Le 20 décembre 2000, alors que nous étions sous-presse, Charles Hélou a envoyé tardivement, à “La Revue du Liban”, cet article qu’il a intitulé: “Credo libanais” et qui fut, peut-on dire, son “chant du cygne”. Nous le publions à l’occasion du décès de l’ancien chef de l’Etat qui fut l’un des vétérans de la Presse libanaise et l’un de ses éléments les plus éminents et représentatifs.
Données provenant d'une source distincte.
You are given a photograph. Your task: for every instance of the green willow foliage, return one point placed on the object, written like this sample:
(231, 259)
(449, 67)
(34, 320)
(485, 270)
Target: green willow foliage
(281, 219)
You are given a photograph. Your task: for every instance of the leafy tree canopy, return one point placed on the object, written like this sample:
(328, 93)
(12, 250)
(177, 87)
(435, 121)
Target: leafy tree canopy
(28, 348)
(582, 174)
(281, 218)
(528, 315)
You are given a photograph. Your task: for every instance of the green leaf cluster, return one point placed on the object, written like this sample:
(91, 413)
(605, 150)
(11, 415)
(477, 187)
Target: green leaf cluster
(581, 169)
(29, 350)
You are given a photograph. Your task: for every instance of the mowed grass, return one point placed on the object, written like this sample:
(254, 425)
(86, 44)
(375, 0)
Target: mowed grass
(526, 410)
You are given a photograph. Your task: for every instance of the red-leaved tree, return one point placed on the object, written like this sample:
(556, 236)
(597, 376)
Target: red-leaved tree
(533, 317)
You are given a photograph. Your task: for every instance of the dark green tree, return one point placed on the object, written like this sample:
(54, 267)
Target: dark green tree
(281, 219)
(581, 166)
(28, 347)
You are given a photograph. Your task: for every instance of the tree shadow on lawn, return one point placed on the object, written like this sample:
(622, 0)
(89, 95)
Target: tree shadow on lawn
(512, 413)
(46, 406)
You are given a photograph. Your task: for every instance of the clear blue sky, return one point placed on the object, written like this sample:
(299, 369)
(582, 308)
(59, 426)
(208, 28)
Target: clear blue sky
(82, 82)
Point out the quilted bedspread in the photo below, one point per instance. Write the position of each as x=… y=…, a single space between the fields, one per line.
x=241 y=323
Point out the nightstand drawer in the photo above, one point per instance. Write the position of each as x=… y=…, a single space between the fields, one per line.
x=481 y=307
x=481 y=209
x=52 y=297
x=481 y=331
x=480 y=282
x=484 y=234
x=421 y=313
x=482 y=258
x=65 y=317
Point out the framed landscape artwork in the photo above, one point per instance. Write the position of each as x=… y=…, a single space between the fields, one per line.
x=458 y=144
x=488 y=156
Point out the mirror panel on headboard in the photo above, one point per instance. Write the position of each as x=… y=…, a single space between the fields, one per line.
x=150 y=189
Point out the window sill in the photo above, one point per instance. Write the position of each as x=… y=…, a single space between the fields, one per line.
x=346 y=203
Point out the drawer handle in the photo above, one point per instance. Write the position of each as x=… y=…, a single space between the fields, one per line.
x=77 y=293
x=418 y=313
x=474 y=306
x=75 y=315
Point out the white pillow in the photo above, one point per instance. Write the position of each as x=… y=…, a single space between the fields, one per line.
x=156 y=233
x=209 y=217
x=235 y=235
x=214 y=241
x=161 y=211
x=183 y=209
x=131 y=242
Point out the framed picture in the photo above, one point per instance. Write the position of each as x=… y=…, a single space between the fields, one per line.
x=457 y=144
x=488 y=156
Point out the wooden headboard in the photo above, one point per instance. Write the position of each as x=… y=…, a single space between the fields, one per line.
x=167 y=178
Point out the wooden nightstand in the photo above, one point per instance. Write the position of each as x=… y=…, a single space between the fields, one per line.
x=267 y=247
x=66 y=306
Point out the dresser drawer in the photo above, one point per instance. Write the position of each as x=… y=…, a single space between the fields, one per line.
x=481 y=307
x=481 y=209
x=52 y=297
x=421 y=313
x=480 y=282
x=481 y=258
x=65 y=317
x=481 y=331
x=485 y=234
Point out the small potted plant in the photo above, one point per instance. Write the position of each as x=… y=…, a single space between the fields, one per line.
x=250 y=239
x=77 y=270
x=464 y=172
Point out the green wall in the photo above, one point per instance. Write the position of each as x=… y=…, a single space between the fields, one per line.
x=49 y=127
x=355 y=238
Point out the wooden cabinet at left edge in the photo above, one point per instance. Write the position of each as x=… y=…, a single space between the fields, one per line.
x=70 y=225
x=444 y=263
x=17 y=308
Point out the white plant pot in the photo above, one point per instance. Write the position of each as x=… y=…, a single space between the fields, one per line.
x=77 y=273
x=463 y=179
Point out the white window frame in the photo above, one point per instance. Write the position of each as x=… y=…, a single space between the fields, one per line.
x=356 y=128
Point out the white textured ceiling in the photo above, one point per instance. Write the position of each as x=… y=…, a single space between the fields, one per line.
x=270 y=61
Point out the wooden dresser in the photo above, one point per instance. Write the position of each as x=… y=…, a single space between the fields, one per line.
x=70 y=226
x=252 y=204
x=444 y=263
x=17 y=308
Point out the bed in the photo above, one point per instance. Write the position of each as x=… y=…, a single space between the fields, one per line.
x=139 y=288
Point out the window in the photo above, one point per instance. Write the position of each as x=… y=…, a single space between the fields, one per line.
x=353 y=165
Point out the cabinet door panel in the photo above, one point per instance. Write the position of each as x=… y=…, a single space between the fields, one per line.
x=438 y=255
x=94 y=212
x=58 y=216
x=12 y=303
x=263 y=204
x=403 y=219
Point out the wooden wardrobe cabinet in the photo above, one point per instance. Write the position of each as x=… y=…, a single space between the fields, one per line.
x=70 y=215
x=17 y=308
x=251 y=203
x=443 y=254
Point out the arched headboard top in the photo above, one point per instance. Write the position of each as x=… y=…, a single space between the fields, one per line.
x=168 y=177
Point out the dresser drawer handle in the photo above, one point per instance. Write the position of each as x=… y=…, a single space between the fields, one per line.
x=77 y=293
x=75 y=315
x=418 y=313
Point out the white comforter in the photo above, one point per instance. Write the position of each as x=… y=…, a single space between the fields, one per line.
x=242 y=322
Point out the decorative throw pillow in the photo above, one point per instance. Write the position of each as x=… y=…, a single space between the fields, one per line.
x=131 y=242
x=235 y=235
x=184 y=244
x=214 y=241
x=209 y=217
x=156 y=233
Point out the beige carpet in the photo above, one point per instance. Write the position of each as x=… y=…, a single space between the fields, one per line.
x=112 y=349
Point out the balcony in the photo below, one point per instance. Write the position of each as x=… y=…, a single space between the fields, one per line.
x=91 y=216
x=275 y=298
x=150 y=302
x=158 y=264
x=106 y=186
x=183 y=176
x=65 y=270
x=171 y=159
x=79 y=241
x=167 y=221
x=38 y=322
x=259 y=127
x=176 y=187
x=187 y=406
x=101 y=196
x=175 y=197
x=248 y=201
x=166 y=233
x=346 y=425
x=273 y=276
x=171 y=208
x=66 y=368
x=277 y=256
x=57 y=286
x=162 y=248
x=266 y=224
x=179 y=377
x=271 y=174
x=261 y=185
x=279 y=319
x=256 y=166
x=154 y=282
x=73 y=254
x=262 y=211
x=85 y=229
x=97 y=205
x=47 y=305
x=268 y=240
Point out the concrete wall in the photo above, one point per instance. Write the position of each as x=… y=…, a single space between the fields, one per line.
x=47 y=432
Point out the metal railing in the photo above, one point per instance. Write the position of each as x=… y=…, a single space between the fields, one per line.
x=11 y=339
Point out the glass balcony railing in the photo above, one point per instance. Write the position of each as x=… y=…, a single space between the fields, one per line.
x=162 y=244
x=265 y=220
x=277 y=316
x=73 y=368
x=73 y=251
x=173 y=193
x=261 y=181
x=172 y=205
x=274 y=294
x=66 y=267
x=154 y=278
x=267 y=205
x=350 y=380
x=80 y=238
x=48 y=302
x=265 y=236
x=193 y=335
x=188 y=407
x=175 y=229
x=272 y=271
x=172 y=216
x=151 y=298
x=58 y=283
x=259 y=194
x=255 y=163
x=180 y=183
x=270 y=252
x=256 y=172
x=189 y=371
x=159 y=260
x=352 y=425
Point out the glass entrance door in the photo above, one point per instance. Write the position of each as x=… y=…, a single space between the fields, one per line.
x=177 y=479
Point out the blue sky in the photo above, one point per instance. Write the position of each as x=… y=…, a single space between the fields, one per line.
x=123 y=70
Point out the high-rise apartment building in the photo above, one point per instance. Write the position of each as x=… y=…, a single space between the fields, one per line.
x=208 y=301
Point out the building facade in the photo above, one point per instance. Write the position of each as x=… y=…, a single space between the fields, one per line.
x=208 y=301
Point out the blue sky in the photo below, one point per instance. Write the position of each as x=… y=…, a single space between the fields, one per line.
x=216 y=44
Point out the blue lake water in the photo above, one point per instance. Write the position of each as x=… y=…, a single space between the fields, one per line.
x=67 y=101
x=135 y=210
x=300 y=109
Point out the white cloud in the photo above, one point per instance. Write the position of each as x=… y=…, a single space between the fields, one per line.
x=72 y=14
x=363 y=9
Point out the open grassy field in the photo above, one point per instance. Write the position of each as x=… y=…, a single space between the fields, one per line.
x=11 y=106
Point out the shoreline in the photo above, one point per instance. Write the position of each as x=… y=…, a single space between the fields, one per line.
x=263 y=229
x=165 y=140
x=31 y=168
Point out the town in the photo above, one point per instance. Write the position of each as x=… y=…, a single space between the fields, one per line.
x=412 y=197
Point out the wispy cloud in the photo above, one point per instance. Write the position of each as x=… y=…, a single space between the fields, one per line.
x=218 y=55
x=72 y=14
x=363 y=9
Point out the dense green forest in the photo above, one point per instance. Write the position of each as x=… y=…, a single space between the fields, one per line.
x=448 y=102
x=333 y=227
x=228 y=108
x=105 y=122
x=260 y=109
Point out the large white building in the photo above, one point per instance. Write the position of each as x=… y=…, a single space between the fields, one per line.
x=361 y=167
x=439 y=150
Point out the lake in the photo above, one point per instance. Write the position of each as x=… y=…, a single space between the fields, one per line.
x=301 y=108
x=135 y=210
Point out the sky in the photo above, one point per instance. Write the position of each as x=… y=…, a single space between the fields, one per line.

Avec des centaines de millions d’hommes dans le monde, nous croyons que “le Verbe s’est fait chair et qu’Il a habité parmi nous”. Mais ce “parmi nous” a, au Liban, une signification particulière. Nous croyons que c’est à quelque trois cents kilomètres d’ici que le fils de Dieu, Dieu lui-même, s’est incarné. Nous croyons qu’Il a promené son regard humain sur nos paysages, qu’Il a marché sur nos routes, qu’Il s’est arrêté dans nos cités. C’est par “le pays de Tyr et de Sidon” qu’Il a passé pour se rendre dans la Décapole. C’est à Sarepta, notre Sarafand, qu’Il s’est laissé émouvoir par les prières de la syro-phénicienne. C’est à Banias, à notre frontière du Sud, qu’Il a fondé son Eglise. Notre passé, notre avenir sont dominés par cette extraordinaire aventure.

***

Nous n’y pensons pas assez. Il ne nous suffit pas, en effet, de constater que nous sommes situés au carrefour de trois continents. Voyons les choses ou de plus près ou de plus loin. Historiquement, géographiquement, nous sommes comme à l’intersection du spirituel et du temporel et tout entiers éclairés par la fulgurante apparition du Très-Haut autour de nous et en nous. Voilà le signe même dont nous sommes marqués. Nous le retrouvons dans tous les domaines: aussi bien au fond de nos consciences, que dans les manifestations de notre vie publique, dans nos lois, dans nos mœurs. ...”Car le spirituel est lui-même charnel”, dit Péguy. Que nous le voulions ou non, notre vocation dans ce pays est de rendre - par notre existence, dans notre existence - témoignage à la vérité: à la vérité qui est inséparable de la compréhension et de l’amour. Qu’il s’agisse d’un exemple isolé ou collectif, du témoignage d’un individu ou de tout un peuple, le premier devoir du témoin ainsi désigné, est de refléter, fidèlement, le maître dans le rayonnement duquel il apparaît. Au Liban, la tolérance, la fraternité ou, pour mieux dire, la charité - dans la vie en commun la plus paisible - correspond à la fois à une grâce d’Etat et à la raison d’Etat. Vertu théologale, elle est aussi le strict devoir civique. Et les institutions politiques qui la consacrent sous la forme de l’entente et de la coopération, sont comme notre “régime de droit divin”. Lourde responsabilité que celle qui consiste, à travers toutes les vicissitudes de ce pays et les épreuves de chaque génération, à faire connaître et aimer un maître adorable. Mais quel réconfort aussi! Quelle puissante raison d’agir que celle qui assigne à l’effort humain, en même temps que les objectifs les plus immédiats - le progrès social, économique, politique - une valeur d’éternité. Audacieuse entreprise! Mais l’aveu même de notre faiblesse nous vaut une toute puissance, une divine assistance. Quels que soient les problèmes et les périls de notre époque - quelles que soient, aussi, nos difficultés personnelles - nous savons que le Seigneur sera avec nous. Si nous l’appelons, jusqu’à la fin des temps. Nous en avons reçu la foi. Nous en gardons l’espérance, cette flamme qui ne s’éteindra pas.